As we can see from Table 12 and Table 13, the DMO-QPSO variants using PBI, i.e., DMO-QPSO and DMO-QPSO-pm, outperformed the DMO-QPSO variants using TCH, i.e., DMO-QPSO-TCH and DMO-QPSO-TCH-pm, on most of the test problems. These results also confirm the conclusion presented in Section 5.1. Besides, DMO-QPSO-pm shows an advantage over DMO-QPSO on several test problems. It should be pointed out that adopting the PBI approach and the polynomial mutation at the same time can effectively improve the algorithmic performance of DMO-QPSO.

6. Conclusions

This paper has proposed a multi-objective quantum-behaved particle swarm optimization algorithm based on decomposition, named DMO-QPSO, which integrates the QPSO algorithm with the original MOEA/D framework and adopts a strategy to control the swarm diversity. Without using the neighboring relationship defined in the MOEA/D framework, we employed a two-phased diversity controlling mechanism to avoid the premature convergence and make the algorithm escape sub-optimal solutions with a higher probability. In addition, we used a set of nondominated solutions to produce the global best so as to update the particle’s position. The comparison experiments were carried out among six algorithms, namely, MOPSO, MOPSO/D, MOEA/D-DE, MMOPSO, CMOPSO and DMO-QPSO, on 15 test functions with complicated PS shapes. The experimental results show that the proposed DMO-QPSO algorithm has an advantage over other five algorithms on most of the test problems. It has a slower convergence speed than MOEA/D-DE on some test problems at the early stage, but has better balance between exploration and exploitation, finally obtaining better solutions to an MOP. In addition, we further investigated the impact of different decomposition approaches, i.e., the TCH and PBI approaches, as well as the polynomial mutation on DMO-QPSO. It was shown that using PBI and the polynomial mutation can enhance the algorithmic performance of DMO-QPSO, particularly when the tri-objective problems were being solved.

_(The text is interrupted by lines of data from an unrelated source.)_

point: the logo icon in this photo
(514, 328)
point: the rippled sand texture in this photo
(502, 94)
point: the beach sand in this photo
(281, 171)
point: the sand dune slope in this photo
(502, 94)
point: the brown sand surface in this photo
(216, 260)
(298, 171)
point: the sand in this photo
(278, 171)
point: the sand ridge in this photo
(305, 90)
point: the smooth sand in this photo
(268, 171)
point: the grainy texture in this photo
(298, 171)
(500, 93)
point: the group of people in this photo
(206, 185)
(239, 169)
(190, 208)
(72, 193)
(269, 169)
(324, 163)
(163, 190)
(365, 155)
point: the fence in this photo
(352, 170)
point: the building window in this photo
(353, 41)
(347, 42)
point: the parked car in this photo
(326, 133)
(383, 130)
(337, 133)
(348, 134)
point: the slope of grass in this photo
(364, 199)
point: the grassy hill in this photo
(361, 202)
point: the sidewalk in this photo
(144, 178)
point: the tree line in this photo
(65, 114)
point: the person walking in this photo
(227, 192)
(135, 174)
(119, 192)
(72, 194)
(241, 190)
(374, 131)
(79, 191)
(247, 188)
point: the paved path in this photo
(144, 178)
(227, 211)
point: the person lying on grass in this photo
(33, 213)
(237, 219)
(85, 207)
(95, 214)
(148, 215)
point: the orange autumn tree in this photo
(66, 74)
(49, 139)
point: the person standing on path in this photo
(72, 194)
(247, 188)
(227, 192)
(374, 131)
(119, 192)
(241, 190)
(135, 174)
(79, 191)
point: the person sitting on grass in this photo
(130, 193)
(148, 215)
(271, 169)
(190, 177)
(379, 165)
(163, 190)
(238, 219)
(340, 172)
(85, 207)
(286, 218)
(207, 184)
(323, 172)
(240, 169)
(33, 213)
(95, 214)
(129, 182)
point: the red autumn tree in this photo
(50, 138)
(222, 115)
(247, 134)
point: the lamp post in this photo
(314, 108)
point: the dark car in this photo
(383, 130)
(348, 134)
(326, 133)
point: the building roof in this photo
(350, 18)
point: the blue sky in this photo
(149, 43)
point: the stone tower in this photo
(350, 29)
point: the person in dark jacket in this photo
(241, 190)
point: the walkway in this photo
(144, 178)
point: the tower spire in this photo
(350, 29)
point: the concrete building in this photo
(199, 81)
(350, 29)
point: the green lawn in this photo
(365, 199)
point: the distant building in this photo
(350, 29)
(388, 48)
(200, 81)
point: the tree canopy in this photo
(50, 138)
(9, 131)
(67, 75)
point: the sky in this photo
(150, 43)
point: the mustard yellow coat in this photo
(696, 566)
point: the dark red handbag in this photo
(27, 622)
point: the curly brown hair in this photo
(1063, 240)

In the future, we will focus on studying new methods for generating a set of weight vectors that are as uniformly distributed as possible, modifying the mechanism of diversity control in the DMO-QPSO algorithm for dealing with more complicated test problems, and improving the quality of the solutions obtained. In addition, we will extend the proposed algorithm to problems having more than three objectives.